There won’t be any CSS or anything like that involved. You’ll just be building PHP code to process the PayPal transaction data passed by IPN however you need to.
Thanks for the reply 🙂 So here is what I want to do. Is it possible?
-I have two divs on every post. Div A, id=”sold”, contains the word “sold” and has inline CSS style display: none;
-Div B, id=”buy_now”, contains the PayPal buy now button and the price “$45.00” as text. It has inline CSS style display: initial;
-The WordPress post_id is sent to PayPal in the button parameters as item_number.
When the IPN is returned with status complete, I want to find post_id (which is PayPal item_number) and change the display of Div A and Div B in that post.

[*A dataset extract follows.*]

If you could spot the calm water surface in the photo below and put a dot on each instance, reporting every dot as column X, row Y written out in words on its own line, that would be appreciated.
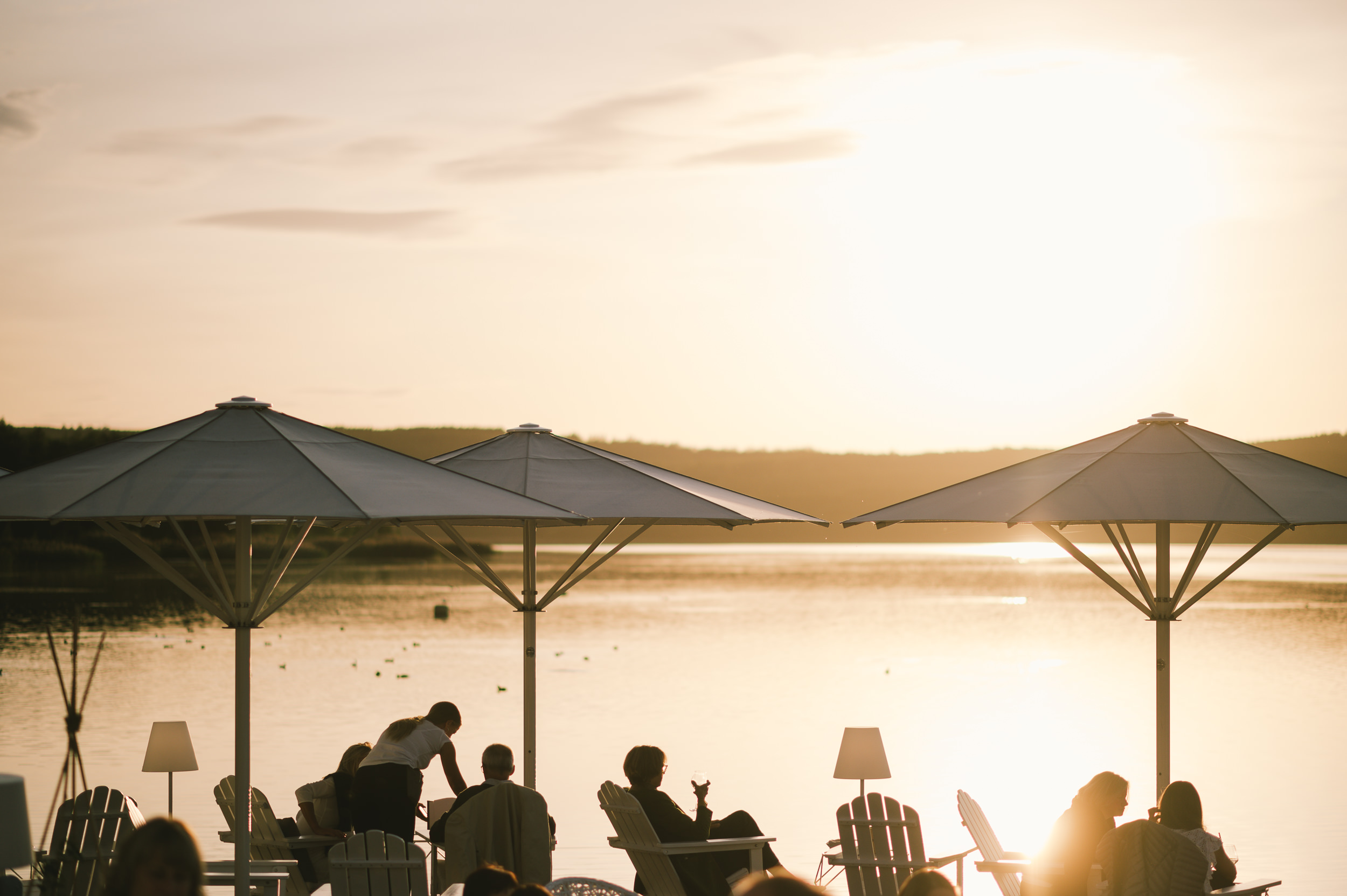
column 1001, row 670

Div A will become display: none;.
Div B will become display: block;
Make sense? After the sale is complete, the PayPal button disappears and the word “sold” becomes visible.
(I sell my paintings one at a time at auction on my site. I still want the painting displayed after it is sold. It just needs to say “sold”.)
Is this possible? If so, can you tell me how to do it? I’m not asking for code. I Just don’t understand programmatically what needs to happen 🙂 I can figure out the code once I know what the code needs to do.
Thanks!
James
You should add a meta data field to the product data called something like “status” and it could default to something like “available”.
Build your post styles based on this meta data value, so if the product is available it would display your divs that way, and if the status is sold it would display that way.
Within the IPN function you build you can update the meta data from available to sold.